Montana Public Transport Office (MPT)
The Montana Public Transit Office (The MPT, known colloquially as The Blue Marble) is a city government office responsible for managing all public transportation within Montana city limits. MPT’s main duties are the oversight of the city bus and ferry networks as well as Montana's light rail system.
Nationalization of bus services
To quell rising unrest, the city nationalized the various private bus companies into a single service operated by the MPT in 1982. This restructuring included lower fares across the city, as well as establishing a level of quality control not seen in the city since bus service began in the 1950s. The MPT created a citywide network of 10 lines, that allowed for a vast increase in mobility for residents.
One of the first major projects for the MPT was the creation of a light rail system to serve the growing downtown area of Montana. The Green Line followed the I-80 freeway and connected downtown with the coastal suburbs to the west of the city. The Blue line connected the industrial south-west with the residential north-east of the city. The MPT broke ground on the first station on the lines in late 1983 and would formally open the line with the completion of the final station in June of 1985. This line would be joined by the Yellow line shuttle in 1989, which ran from the Green Line terminus at Casino, through downtown, before ending at St Theebs Station.
In 1997 City Hall directed the MPT to develop a plan to create a monorail line that would run from Callaway Beach to the University. In September 1997, the MPT presented their analysis of the project and recommended that the plan would be shelved, as the proposed line would share much of the ridership of the existing Green Line light rail. The MPT suggested that if in the future, ridership had risen to a level that the light rail could not sustain, the monorail should be revisited.
Taxi Registration Board
After multiple complaints of high fares in taxis, the Taxicab Registration Board was formed within the MPT in 1991. The board declared that any unregistered taxis operating in Montana after July 1st, 1992 would be subject to heavy fines. As of 2020 the largest taxi operator in Montana is Montana Yellow Cab.
In 1981, citizens took to the streets to protest the lack of oversight of the city’s many private bus companies. The protesters complained that the city was neglecting its duties, with no quality or price controls for the bus companies. In a press conference addressing the concerns of the protesters, the situation was likened to that of a “wild west town” by the city’s mayor, who famously stated that the bus companies were acting as if it was still the “wild west”. He would go on to announce that the city would be nationalizing the bus service as part of the creation of the Montana Public Transport Office.

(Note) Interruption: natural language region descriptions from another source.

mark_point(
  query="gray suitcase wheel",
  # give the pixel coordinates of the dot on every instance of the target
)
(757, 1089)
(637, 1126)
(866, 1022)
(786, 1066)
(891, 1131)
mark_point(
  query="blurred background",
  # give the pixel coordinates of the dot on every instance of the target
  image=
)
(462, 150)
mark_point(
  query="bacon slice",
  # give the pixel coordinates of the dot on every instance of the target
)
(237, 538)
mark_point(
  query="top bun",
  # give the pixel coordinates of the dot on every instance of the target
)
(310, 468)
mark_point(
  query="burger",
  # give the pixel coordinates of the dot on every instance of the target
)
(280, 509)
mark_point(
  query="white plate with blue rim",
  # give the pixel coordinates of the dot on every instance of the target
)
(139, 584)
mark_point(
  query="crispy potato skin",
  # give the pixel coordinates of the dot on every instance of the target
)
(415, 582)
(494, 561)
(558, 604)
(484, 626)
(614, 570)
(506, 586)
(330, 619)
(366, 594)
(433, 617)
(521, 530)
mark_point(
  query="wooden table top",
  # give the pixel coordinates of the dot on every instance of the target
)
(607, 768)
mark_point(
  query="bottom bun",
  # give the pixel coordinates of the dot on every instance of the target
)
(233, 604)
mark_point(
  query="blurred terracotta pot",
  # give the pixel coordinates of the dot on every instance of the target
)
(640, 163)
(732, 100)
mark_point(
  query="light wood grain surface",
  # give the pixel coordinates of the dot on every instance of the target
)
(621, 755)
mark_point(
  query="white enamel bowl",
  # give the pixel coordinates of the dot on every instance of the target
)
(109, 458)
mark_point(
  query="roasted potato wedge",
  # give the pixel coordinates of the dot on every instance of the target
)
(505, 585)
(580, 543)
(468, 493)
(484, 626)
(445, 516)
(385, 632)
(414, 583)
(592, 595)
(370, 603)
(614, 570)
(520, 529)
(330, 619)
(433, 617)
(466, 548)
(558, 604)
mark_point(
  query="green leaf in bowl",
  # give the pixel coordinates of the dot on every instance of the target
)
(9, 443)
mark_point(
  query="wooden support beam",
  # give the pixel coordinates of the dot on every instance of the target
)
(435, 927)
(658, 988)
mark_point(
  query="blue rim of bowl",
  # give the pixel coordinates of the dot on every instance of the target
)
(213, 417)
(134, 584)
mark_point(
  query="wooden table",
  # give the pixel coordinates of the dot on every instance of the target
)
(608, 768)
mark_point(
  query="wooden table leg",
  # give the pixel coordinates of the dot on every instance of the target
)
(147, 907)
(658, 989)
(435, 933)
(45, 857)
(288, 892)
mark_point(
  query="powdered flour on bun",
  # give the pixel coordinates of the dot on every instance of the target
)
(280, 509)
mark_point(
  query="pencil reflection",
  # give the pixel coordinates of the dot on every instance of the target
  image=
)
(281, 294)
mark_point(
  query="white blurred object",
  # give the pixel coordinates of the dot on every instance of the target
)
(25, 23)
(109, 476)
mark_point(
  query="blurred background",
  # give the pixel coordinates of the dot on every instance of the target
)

Due to declining patronage, the MPT withdrew several bus lines in 1992 and sold the operating rights of the city’s bus fleet to Smith’s Transportation in 1996. This resulted in protests in downtown Montana, with residents fighting to restore the closed routes. Despite the protests, the lines remained closed, and Smith’s Transportation took over as planned. In 1995 MPT announced several major projects to expand light rail service. The Yellow Line Extension would extend the light rail system across the bay to the newly renovated Oakwood Depot, while the Downtown Corridor consisted of extensive works on the stretch of rail between Central and Museum which would allow Yellow and Green line trains to run along the same tracks to provide more frequent service in downtown Montana. As part of this project, two additional platforms were added to Central Station, in addition to a new, modern glass roof.
As part of the larger restructuring of the MPT, the operation of the public transit in the city fell to a new department called Metro. This department would directly oversee all light rail, bus, and ferry operations in the city, with MPT focusing on other transit options, including taxis and charter buses.
2017 Refurbishment Scheme
In 2017, the MPT announced a redesign of their entire branding The project took 2 years to complete with a short, 1-week hiatus in 2018 to refit the inside of buses and light rail with a new layout. All electronic signaling, its livery, logo, and stations were all renovated as part of the project. The unveiling of the renovated car, dubbed "The Dollar" by the head of the refurbishment committee, was unveiled on June 19th, 2019, and billboards were soon introduced afterward.
There is currently a joint venture with Marble Transportation Group underway to completely rebuild the Montana Bus Hub for inter-city services. The MPT has been planning a complete re-development of the Montana Bus Hub for several years, however, the government office has encountered difficulties acquiring sufficient funds from City Hall to begin the project. A joint public-private partnership between the MPT and Marble Transportation Group established in mid-2018 secured the remaining funds. Work began in November 2018 and is expected to last 3 years.
Funding for the MPT comes from a variety of sources. Most funding comes from passenger fares and parking fees. Secondary income comes from a tax increase implemented in 1982, as well as fines and the Montana city general fund. The total operating revenue for 2018 was $341.7 million, with around $121 million from passenger fares, $119 million from parking, and $70 million from the general fund. The MPT receives an additional $35 million from Smith's Transport through registration and licensing fees to allow the company to remain private.